What’s behind the rise in the rental market?
When the UK went into lockdown in March, the housing market came to a standstill. Both renting and buying were pretty much out of the questions, with tenants and homeowners staying put until things got back to normal. By the end of May, the market was beginning to open up once more. Suddenly renters and buyers decided they wanted to up sticks and make a move.
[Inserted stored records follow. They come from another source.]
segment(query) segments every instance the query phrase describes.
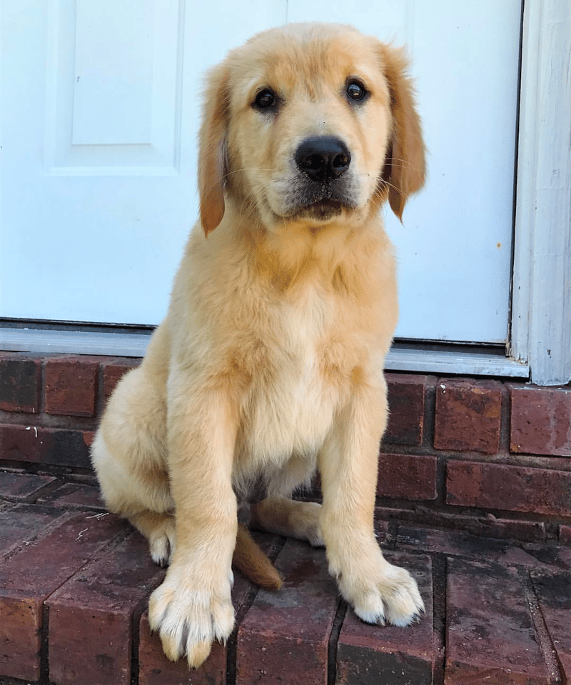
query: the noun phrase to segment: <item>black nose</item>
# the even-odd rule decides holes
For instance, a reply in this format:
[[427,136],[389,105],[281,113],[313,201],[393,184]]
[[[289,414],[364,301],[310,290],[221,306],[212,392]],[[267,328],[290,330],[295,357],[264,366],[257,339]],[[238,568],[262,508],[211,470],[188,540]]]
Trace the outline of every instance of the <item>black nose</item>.
[[313,181],[327,183],[345,173],[351,154],[345,143],[335,136],[308,138],[295,152],[295,164]]

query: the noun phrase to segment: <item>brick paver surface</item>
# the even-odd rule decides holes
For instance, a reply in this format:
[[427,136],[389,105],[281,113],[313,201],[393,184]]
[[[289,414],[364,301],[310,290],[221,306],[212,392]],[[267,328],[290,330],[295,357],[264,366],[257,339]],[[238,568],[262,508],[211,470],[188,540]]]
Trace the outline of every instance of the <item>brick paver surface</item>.
[[[16,477],[21,476],[21,477]],[[395,517],[387,558],[426,606],[408,628],[369,626],[339,597],[325,551],[262,536],[277,593],[236,574],[236,628],[196,671],[151,635],[148,596],[163,571],[145,541],[106,515],[88,479],[0,477],[0,684],[40,685],[557,685],[571,683],[571,549]]]

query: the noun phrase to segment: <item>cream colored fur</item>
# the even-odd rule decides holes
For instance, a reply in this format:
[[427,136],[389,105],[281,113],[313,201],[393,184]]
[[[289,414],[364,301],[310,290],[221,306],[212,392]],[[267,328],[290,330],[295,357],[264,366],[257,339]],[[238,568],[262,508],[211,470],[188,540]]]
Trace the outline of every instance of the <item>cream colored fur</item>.
[[[388,200],[400,216],[424,181],[405,67],[351,27],[300,24],[254,36],[208,75],[201,221],[166,317],[93,446],[109,509],[147,536],[156,561],[170,560],[149,621],[171,659],[198,666],[232,631],[236,493],[261,474],[268,499],[253,521],[324,542],[359,616],[404,626],[423,611],[373,526],[398,311],[380,209]],[[355,78],[363,101],[348,96]],[[263,89],[271,111],[256,104]],[[300,205],[307,179],[294,159],[324,136],[350,151],[350,201],[317,211]],[[288,499],[316,466],[323,506]]]

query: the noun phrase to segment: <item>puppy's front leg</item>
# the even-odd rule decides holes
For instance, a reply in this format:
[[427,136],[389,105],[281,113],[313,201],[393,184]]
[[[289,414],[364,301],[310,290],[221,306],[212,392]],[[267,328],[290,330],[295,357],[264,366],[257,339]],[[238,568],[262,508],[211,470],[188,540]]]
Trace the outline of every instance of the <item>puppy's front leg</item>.
[[163,584],[151,596],[151,628],[166,656],[196,668],[214,639],[232,631],[232,553],[236,499],[231,471],[236,412],[223,391],[169,386],[168,464],[176,545]]
[[416,582],[383,556],[373,512],[379,440],[386,424],[384,381],[355,389],[319,455],[321,530],[329,570],[343,597],[368,623],[406,626],[424,610]]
This caused a surge in demand with millions of people hunting for a new home at once. As @HomesProperty says, “The “lockdown effect” on the housing market has led to property portal Rightmove reporting its busiest day on record on Wednesday May 27, with more than six million visits to its listings, an 18 per cent increase compared to the same Wednesday a year ago.” So what’s behind this rise in the rental market? We decided to find out.
The lockdown effect
During the lockdown, millions of Brits spent more time at home than ever before. This gave a lot of people the chance to think about their properties and decide if their current accommodation still met their needs. For many people, the answer to this was a resounding no. While some decided they needed more space or a garden, others wanted to relocate completely. When the housing market reopened at the end of May, people who had been thinking about a move suddenly had the chance to start their search. This resulted in millions hitting the internet at the same time.
Another lockdown looming
Another reason a lot of people are trying to move now is that many believe another lockdown is looming. Those who want to move to a larger house, or move to another location, want to find a new property and get settled before new restrictions are put in place. This has added a sense of urgency to many house hunts. Tenants are more likely to make snap decisions about a property and move in as soon as possible after finding a home. This is all good news for landlords who are seeing record demand for properties in many corners of the country.
Supply and demand
Since lockdown was introduced, a large number of Brits have been working from home. A lot of companies plan to continue remote working even after lockdown is lifted, giving employees more freedom over where they live. This has led to increased demand for homes in rural and coastal locations. Smaller towns and cities in and around London have also seen a surge in interest, as people look to avoid the premium rents and bijous accommodation of the capital. For landlords with property in these types of locations, the rise in interest is likely to result in increased income, something that is particularly welcome in this uncertain economic climate.